West KY Drug & Alcohol Screen specializes in the marine industry. According to Holmes, about 90 percent of its clients are maritime, with the rest consisting of other transportation sectors like truck drivers and air traffic controllers.
Among all substances tested by her company, said Holmes, the greatest number of positive “hits” of drug tests still come from marijuana. Between July 1 and December 28, 2018, for example, out of 2,492 specimens the company processed, 91 tested positive for some substance. Marijuana made up 40 of those hits and amphetamines provided 33. But hydrocodone provided 12 positive hits, while hydromorphone provided 16.
Although only taken from one company’s sample, those numbers give some indication of how the MIS’s 2018 figures might look. If the addition of synthetic opioids affects the positive hit rate, vessel operators could be burdened with the 50 percent testing rate for some time.
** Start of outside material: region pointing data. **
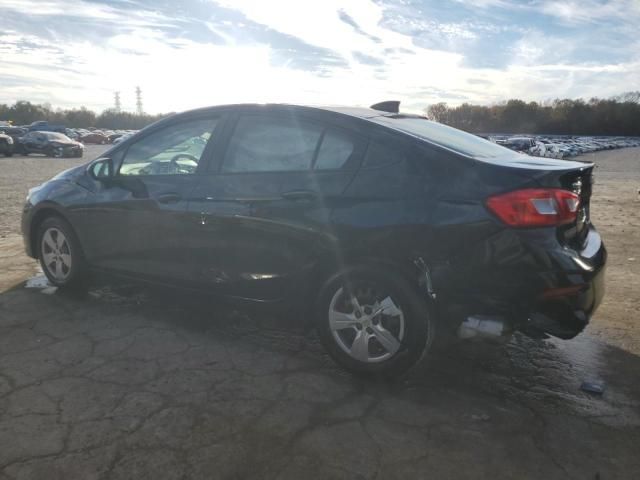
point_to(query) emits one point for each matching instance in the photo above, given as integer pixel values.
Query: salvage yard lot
(131, 383)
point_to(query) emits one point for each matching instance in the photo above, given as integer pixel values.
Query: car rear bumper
(530, 280)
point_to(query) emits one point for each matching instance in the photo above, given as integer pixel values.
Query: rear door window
(337, 149)
(271, 144)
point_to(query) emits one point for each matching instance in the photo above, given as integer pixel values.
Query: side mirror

In response to a query, the American Waterways Operators said, “The towboat, tugboat and barge industry and its mariners and their families are not immune to opioid abuse and the serious epidemic that is gripping our nation. In light of the Coast Guard-confirmed drug positivity rate for the 2017 reporting period being greater than 1 percent, followed by the statutorily-required minimum random drug testing rate being set at 50 percent, an increase from 25 percent, AWO is monitoring this situation closely and is interested in reviewing the forthcoming data from the 2018 reporting period. It would be premature for AWO to speculate on the drug positivity rate before it has baseline data that includes the synthetic opioids that were added to the drug testing panel beginning in 2018.”